Ces progrès, même s’ils ne sont pas encore parfaitement visibles, contredisent l’idée que les lacunes sont immuables ou que la gouvernance financière ne présente aucun signal positif.
- Nouveau programme avec le FMI : lenteur explicable, pas nécessairement signe de défaillance
Moody’s considère que le retard dans l’obtention d’un nouveau programme FMI est un facteur négatif. Toutefois, plusieurs points peuvent servir à le relativiser :
* La lenteur peut résulter des négociations complexes autour des conditions structurelles (notamment sur la dette cachée) : ceci est normal et ne signifie pas non plus incapacité à respecter les engagements.
* D’autre part, le Sénégal a respecté de nombreux engagements antérieurs (réformes structurelles, discipline budgétaire, etc.), ce qui renforce sa crédibilité auprès du FMI et des bailleurs.

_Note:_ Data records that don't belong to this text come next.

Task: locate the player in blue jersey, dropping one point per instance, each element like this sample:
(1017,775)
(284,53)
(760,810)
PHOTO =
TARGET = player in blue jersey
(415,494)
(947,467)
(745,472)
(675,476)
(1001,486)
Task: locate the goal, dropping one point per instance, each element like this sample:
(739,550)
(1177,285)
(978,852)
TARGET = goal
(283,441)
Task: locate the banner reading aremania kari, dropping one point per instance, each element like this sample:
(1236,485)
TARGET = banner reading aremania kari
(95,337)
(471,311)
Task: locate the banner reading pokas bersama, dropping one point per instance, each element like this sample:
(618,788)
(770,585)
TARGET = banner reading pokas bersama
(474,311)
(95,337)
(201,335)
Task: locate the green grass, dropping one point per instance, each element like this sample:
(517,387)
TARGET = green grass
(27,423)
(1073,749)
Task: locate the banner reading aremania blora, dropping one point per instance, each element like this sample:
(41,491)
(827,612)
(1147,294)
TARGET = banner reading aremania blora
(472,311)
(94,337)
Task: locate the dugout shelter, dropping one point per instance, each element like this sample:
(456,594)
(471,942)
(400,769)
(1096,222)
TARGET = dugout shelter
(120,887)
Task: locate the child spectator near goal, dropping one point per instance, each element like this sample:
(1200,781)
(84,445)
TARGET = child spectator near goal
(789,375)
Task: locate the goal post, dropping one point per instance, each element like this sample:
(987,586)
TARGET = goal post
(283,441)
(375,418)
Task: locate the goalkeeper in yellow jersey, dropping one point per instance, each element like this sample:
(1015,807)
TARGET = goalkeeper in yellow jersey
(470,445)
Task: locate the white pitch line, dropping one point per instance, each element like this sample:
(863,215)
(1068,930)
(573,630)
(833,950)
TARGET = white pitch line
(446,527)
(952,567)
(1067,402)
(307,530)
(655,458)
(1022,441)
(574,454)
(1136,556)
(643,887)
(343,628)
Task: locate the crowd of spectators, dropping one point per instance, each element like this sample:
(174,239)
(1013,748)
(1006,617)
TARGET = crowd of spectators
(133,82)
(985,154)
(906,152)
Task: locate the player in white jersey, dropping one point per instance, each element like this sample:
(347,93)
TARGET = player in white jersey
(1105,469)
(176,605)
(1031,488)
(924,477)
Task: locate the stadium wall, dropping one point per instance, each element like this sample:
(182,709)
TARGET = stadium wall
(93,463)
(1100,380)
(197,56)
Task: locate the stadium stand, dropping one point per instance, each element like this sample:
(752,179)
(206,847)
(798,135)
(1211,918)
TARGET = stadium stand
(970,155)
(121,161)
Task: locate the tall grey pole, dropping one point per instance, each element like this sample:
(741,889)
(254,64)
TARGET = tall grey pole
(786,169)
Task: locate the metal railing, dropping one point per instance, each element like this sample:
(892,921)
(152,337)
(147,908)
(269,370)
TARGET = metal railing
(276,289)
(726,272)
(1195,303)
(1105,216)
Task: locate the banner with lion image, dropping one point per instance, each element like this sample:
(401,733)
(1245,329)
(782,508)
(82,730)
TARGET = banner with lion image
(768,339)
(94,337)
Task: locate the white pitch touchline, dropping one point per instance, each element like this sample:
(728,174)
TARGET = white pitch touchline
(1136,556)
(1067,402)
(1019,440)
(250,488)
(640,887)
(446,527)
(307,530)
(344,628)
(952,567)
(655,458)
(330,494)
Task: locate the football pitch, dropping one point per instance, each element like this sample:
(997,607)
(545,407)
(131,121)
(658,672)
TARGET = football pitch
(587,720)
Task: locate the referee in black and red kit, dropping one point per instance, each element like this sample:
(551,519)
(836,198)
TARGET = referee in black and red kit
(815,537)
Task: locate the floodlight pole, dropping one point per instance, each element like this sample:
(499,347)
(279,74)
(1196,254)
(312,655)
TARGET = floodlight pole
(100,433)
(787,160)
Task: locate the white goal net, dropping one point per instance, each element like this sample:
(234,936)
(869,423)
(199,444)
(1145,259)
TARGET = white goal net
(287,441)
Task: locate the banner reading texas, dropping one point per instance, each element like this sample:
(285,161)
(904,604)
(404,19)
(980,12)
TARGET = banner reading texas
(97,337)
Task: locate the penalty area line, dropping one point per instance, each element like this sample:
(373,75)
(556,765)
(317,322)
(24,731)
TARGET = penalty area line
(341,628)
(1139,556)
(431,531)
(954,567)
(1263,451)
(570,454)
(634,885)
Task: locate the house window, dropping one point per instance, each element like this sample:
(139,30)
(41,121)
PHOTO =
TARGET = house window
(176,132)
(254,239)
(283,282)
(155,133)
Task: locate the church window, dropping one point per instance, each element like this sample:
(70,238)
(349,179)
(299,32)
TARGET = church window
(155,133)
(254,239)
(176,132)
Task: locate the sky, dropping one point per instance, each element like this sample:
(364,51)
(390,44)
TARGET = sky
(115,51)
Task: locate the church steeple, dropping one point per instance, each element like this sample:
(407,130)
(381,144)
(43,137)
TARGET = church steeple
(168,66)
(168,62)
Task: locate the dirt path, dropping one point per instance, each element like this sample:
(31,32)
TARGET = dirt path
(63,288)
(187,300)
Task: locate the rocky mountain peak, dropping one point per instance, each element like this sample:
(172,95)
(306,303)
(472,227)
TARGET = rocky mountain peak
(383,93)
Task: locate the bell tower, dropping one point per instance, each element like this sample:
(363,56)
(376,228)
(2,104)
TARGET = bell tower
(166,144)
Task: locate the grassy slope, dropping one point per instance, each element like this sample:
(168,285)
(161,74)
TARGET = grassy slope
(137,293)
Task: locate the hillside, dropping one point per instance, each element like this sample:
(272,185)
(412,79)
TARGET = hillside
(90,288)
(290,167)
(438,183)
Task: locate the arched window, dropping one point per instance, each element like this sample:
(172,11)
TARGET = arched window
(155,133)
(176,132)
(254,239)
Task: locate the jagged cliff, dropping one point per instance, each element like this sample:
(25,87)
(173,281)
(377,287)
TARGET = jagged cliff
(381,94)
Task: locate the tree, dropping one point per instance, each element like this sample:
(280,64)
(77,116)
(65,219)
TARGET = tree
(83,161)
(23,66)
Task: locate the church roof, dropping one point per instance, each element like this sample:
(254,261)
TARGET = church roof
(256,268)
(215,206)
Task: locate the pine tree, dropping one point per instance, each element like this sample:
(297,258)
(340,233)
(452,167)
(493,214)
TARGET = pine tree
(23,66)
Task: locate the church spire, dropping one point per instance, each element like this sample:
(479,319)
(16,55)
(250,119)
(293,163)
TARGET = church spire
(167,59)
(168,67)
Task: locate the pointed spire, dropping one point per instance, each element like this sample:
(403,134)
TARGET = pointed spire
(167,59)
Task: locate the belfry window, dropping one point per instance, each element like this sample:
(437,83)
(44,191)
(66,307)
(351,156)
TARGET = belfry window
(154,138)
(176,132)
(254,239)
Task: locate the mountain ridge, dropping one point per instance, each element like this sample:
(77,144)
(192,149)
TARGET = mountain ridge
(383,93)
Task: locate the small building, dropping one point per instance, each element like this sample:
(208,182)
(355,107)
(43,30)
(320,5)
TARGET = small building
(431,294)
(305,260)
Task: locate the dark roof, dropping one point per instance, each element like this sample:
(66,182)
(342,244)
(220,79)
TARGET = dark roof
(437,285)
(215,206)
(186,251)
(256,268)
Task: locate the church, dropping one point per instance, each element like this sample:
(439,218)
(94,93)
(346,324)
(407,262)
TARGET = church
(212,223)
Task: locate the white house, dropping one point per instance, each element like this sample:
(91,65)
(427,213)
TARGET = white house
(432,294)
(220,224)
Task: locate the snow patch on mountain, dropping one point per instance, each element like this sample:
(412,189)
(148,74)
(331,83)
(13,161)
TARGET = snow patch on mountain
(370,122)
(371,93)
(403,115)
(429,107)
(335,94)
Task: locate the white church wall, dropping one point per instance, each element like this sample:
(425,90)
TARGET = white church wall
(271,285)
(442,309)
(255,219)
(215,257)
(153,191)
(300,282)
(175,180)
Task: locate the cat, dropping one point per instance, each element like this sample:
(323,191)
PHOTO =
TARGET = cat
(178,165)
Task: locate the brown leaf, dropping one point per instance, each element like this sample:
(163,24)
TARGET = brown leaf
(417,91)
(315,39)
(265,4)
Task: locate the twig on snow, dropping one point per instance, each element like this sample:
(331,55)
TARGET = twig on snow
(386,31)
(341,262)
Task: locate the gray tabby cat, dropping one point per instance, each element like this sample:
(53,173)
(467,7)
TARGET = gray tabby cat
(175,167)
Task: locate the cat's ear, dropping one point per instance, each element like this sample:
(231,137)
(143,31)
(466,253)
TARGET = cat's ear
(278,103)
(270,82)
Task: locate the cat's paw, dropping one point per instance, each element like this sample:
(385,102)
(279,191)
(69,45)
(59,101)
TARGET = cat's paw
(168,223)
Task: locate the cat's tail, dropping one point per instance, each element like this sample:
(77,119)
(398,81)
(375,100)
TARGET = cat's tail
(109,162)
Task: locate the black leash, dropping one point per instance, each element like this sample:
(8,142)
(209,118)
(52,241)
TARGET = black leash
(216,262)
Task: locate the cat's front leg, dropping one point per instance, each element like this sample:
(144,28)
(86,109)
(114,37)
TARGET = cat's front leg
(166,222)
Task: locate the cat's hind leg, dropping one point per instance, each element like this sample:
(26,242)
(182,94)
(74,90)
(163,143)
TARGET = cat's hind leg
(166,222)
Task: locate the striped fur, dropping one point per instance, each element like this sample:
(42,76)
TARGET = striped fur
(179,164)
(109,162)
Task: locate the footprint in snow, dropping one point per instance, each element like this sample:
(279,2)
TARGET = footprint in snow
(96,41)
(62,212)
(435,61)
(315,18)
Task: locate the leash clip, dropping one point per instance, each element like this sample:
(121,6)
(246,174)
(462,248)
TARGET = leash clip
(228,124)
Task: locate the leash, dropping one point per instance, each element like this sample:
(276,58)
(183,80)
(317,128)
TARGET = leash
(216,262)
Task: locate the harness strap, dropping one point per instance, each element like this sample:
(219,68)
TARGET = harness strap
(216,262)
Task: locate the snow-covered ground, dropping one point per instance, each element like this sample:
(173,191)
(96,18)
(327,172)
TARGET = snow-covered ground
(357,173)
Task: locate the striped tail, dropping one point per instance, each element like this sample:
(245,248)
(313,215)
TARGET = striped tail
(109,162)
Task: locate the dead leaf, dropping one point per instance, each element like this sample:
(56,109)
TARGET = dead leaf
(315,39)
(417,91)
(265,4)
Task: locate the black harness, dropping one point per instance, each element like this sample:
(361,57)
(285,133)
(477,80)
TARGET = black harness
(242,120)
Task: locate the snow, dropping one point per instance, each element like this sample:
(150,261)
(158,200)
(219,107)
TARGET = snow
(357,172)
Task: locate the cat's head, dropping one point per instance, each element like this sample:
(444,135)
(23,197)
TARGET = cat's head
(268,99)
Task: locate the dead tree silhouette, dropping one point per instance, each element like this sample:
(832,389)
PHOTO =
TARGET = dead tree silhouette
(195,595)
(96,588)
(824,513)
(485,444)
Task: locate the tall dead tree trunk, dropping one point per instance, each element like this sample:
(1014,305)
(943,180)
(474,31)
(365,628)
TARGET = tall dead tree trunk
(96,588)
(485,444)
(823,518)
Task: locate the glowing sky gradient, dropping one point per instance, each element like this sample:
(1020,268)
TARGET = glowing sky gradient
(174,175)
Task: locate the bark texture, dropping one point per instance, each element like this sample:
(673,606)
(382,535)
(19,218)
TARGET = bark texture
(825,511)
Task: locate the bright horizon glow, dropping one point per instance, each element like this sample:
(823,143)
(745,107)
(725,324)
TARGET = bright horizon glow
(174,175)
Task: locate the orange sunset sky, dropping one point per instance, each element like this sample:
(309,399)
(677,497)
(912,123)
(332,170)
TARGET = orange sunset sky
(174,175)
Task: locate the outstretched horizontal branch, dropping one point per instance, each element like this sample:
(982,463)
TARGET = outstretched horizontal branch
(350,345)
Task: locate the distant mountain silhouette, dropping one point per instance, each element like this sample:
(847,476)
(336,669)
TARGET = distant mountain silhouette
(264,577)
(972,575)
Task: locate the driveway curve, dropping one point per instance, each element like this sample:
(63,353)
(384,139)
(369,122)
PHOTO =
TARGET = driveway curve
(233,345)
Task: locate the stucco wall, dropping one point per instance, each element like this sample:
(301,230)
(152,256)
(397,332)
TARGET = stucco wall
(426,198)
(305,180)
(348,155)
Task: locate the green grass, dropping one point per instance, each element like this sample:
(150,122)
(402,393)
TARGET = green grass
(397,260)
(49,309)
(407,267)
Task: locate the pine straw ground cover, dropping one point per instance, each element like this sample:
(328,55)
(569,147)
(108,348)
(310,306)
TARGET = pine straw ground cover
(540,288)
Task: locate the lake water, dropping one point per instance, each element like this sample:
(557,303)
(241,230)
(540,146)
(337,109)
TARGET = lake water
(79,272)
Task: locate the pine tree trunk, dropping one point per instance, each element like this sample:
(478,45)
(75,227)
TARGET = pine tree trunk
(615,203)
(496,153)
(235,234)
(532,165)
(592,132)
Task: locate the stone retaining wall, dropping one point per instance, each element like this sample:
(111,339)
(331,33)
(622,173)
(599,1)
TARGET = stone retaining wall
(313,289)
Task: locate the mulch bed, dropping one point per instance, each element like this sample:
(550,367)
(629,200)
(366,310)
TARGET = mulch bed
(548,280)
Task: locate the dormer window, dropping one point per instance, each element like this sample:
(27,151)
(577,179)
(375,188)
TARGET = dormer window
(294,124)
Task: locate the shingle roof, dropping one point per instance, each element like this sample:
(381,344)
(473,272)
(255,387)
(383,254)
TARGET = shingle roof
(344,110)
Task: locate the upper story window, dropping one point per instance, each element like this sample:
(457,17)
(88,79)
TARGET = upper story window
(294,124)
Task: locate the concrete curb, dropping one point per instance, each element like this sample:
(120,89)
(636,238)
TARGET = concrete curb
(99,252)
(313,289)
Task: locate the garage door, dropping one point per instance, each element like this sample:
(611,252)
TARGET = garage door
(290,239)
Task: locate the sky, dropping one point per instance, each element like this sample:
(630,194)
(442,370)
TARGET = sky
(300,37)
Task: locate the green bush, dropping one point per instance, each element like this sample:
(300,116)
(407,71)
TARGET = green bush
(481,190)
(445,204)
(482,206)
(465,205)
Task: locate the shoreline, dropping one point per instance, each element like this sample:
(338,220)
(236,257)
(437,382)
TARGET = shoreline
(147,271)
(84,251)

* Enfin, un nouveau programme ne doit pas être un objectif en soi : ce qui compte, c’est la solidité des réformes internes, l’efficacité du service public et la gestion de la dette. Le Sénégal peut démontrer ses qualités même en l’absence de nouveau programme formel immédiat.
En conclusion, les préoccupations de Moody’s sont totalement dénuées de fondement. Le tableau économique pour le Sénégal n’est pas aussi sombre que la dégradation de note le suggère. Les indicateurs financiers montrent des marges de manœuvre, les réformes budgétaires et fiscales sont en cours, et la gouvernance publique s’améliore.
Du point de vue scientifique, pour qu’une notation soit robuste, il faut que l’analyste prenne en compte non seulement les risques mais aussi les dynamiques de correction, la qualité des institutions, et la trajectoire future. Ainsi, rejeter ou modérer les arguments de Moody’s n’est pas nier les défis, mais reconnaître que les progrès récents et les perspectives méritent d’être valorisés pour une évaluation plus équilibrée.